Abris légers et marche longue distance

Texte et photos : Cyrille Soulas (dit « French Bob »)
www.randonner-leger.org
Article publié dans Carnets d'Aventures n°12

Comme régulièrement, la chronique « léger » écrite par un MUL (Marcheur Ultra Léger) de www.randonner-leger.org est incluse dans notre dossier technique. Cette fois-ci, en complément du dossier tentes, le sujet des abris légers est abordé par Cyrille Soulas au travers de son expérience avec divers abris sur plusieurs mois de trek.

Lorsque j’ai commencé la marche longue distance en 2004, je ne me doutais pas à quel point je pourrais alléger mon équipement au fur et à mesure de mes pérégrinations…

Je pensais à juste titre qu’une tente solo de 1,5 kg représentait déjà un bel effort de légèreté, et à cette époque en France, il n’était pas facile de trouver une tente double-toit en dessous de 1,5 kg. J’étais donc très fier de porter dans mon sac à dos ma première tente vraiment légère signée Mountain Hardwear, le modèle PCT1. Et ça tombait très bien car je partais justement parcourir le Pacific Crest Trail, entre le Mexique et le Canada. Avec la PCT1 je pouvais donc dormir à l’abri des insectes et rongeurs, et admirer la Voie Lactée absolument parfaite de la Sierra Nevada. Si les conditions météo devaient se dégrader, la deuxième couche vite montée me protégeait très efficacement des éléments.

Mountain Hardwear PCT1
Mountain Hardwear PCT1

Passer de la chaleur du désert à une nuit de blizzard sur un col de montagne était un scénario typique en ce mois de mars sur le PCT. Je connus donc ma première neige alors que je m’approchais du Mont San Jacinto.
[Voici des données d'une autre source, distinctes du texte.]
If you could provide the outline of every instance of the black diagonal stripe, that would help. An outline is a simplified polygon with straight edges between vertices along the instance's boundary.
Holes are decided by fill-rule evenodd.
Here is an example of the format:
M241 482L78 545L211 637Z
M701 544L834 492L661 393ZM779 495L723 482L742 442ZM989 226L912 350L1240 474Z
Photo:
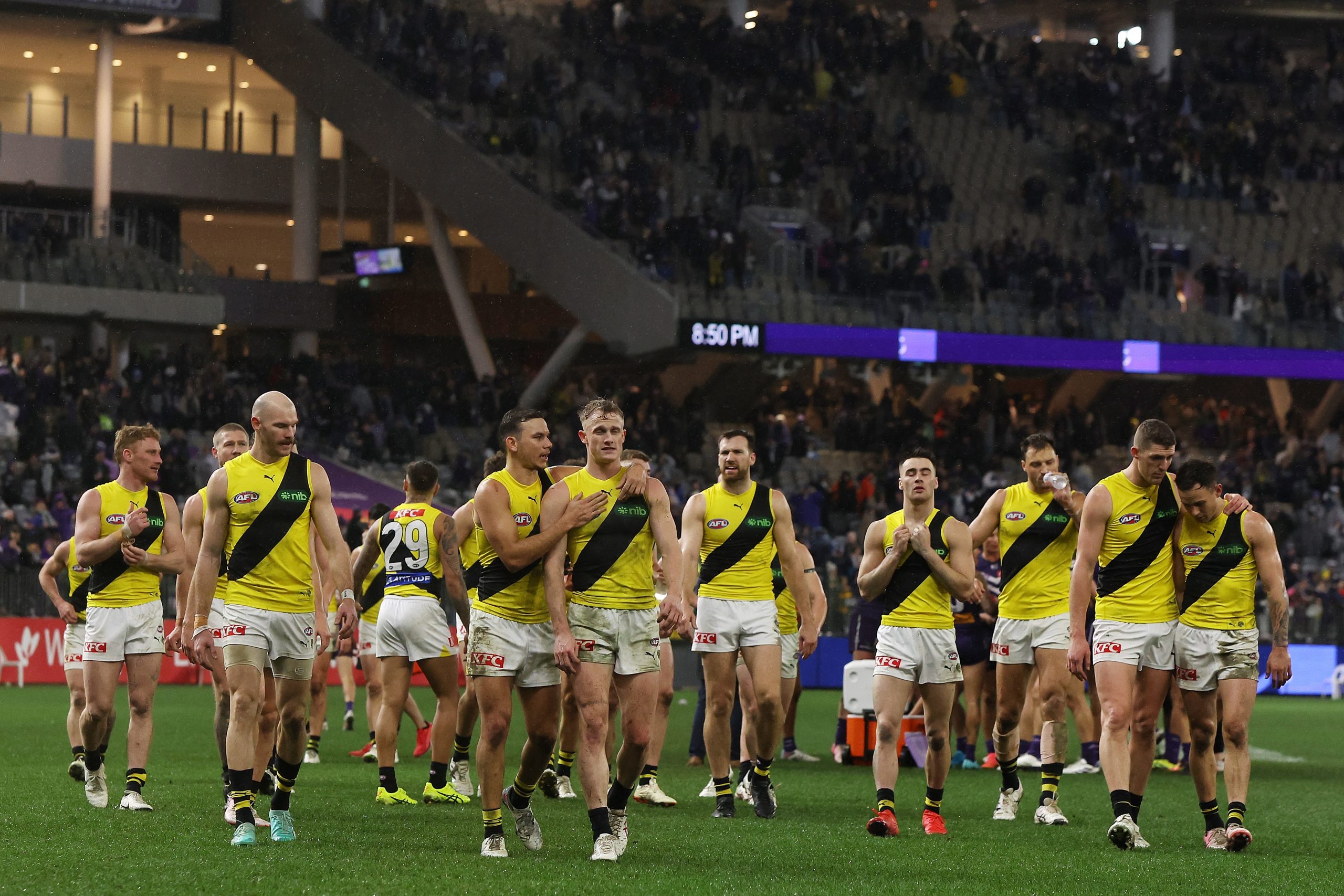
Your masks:
M612 566L621 559L630 543L649 524L649 502L642 496L621 498L589 537L583 553L574 562L570 587L583 592L597 584Z
M1176 489L1171 478L1164 477L1157 489L1157 506L1148 519L1148 525L1133 544L1116 555L1098 576L1098 596L1114 594L1133 582L1144 570L1153 564L1157 555L1172 537L1172 529L1180 520L1180 505L1176 502Z
M1050 520L1048 517L1052 516L1063 517L1064 521L1059 523L1058 520ZM1059 501L1051 498L1042 514L1036 517L1036 521L1023 529L1021 535L1017 536L1017 540L1012 543L1012 547L1004 551L1000 567L1003 578L999 580L999 587L1003 588L1008 584L1009 579L1021 572L1028 563L1040 556L1040 552L1054 544L1067 528L1068 512L1064 510Z
M757 519L769 520L770 525L749 525L750 520ZM761 544L771 529L774 529L774 516L770 513L770 489L758 484L737 531L710 551L710 556L700 564L700 584L708 584L714 576L741 563L742 557L751 553L751 548Z
M1246 536L1242 535L1242 514L1228 514L1223 533L1218 536L1218 544L1199 562L1199 566L1185 574L1185 594L1180 602L1180 611L1189 610L1224 575L1241 566L1250 549Z
M89 579L85 579L78 588L70 592L70 606L77 613L83 613L89 609Z
M308 496L305 501L286 501L280 497L281 492L301 492ZM276 549L289 531L304 513L313 496L308 488L308 458L301 454L290 454L285 476L276 488L276 494L270 502L261 509L261 513L251 521L247 531L239 536L234 549L228 552L228 579L238 582L257 568L257 564L266 559L266 555ZM306 547L306 545L305 545Z
M784 567L780 566L778 553L775 553L774 559L770 560L770 578L774 582L774 596L778 598L781 594L784 594L784 590L789 587L789 584L784 580Z
M155 489L149 489L149 494L145 497L145 509L149 510L149 525L136 536L132 541L141 551L148 551L149 545L155 543L164 531L164 500ZM89 578L85 580L87 586L86 594L98 594L109 584L117 580L122 572L129 570L126 562L121 557L121 551L113 552L110 557L102 563L94 563L93 570L89 571Z
M929 547L938 551L938 556L948 556L948 543L942 537L942 527L948 519L946 513L935 510L933 519L929 520ZM882 606L886 607L886 611L891 613L905 603L906 598L914 594L915 588L923 584L931 575L933 570L929 568L929 562L919 553L911 551L910 556L906 557L906 562L896 567L896 571L891 574L891 582L887 583L887 590L883 591L882 596L878 599L882 600Z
À plusieurs reprises je montais ma tente sous la pluie, parfois dans le brouillard entre deux plaques de neige ; je n’eus jamais froid et ne fus jamais mouillé. Il faut dire que ce genre de tente isole très bien du froid, comparé à un simple tarp !

Mountain Hardwear PCT1
Mountain Hardwear PCT1

Mountain Hardwear PCT1

En me lançant dans l’aventure du PCT, je n’étais pas prêt à sacrifier l’essentiel de mon confort pour gagner quelques grammes. Mais 1,5 kg, à bien y réfléchir, ce n’est pas rien, surtout pour marcher 4350 km entre le Mexique et le Canada. Ainsi, après avoir parcouru 1870 km avec ma PCT1, je décidai d’alléger considérablement le poids de mon sac à dos… Avec le temps, je m’étais habitué au manque de confort et j’avais appris à vivre avec le minimum. En quittant le Lake Tahoe, mon sac à dos faisait 10 kg avec 4 jours de nourriture et 1 litre d’eau ; j’avais gagné environ 5 kg sur le poids d’origine.
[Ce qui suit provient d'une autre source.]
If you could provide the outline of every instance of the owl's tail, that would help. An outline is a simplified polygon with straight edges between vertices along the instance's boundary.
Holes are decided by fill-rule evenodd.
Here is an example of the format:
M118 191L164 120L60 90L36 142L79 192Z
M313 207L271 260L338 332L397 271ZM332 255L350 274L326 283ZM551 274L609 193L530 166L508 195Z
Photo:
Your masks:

C’est avec la Lunar Solo de chez Six Moon Designs que j’ai attaqué mes 2500 derniers kilomètres. Avec ses 770g (soit pile la moitié du poids de ma PCT1), la Lunar Solo n’est pas un simple « rideau de douche », c’est un grand espace intérieur avec un tapis de sol cousu en Silnylon 70 deniers, le reste de la toile est du Silnylon 30 deniers, un tissu « ripstop » en nylon enduit silicone imperméable suffisamment solide pour résister aux éléments. Pour un poids aussi réduit, la Lunar Solo offre une vraie protection 3 saisons et permet d’envisager un long trek en toute sérénité. Contrairement à mon ancienne tente Mountain Hardwear, la Lunar Solo n’a pas d’arceau, c’est l’un de mes bâtons de marche qui permet d’ériger la tente à une hauteur d’environ 125cm ; sa forme pyramidale très classique donne un espace intérieur d’environ 2,6m², le vestibule de 90cm² permet de cuisiner lorsqu’il pleut.

Lunar Solo
Lunar Solo

Après avoir dormi environ 90 nuits dans cet abri léger, la conclusion est plutôt positive : pour un poids aussi léger, la protection qu’offre la Lunar Solo est de bonne qualité, que ce soit face au vent, à la neige ou à la pluie. J’ai connu un déluge d’eau en traversant la chaîne des Cascade Range près du Canada ; il a plu pendant une semaine, et, une nuit, l’eau s’est infiltrée car une grande flaque s’était formée à l’endroit même où j’avais monté ma tente ; heureusement mon sac de couchage n’a pas été trempé car j’ai réagi rapidement.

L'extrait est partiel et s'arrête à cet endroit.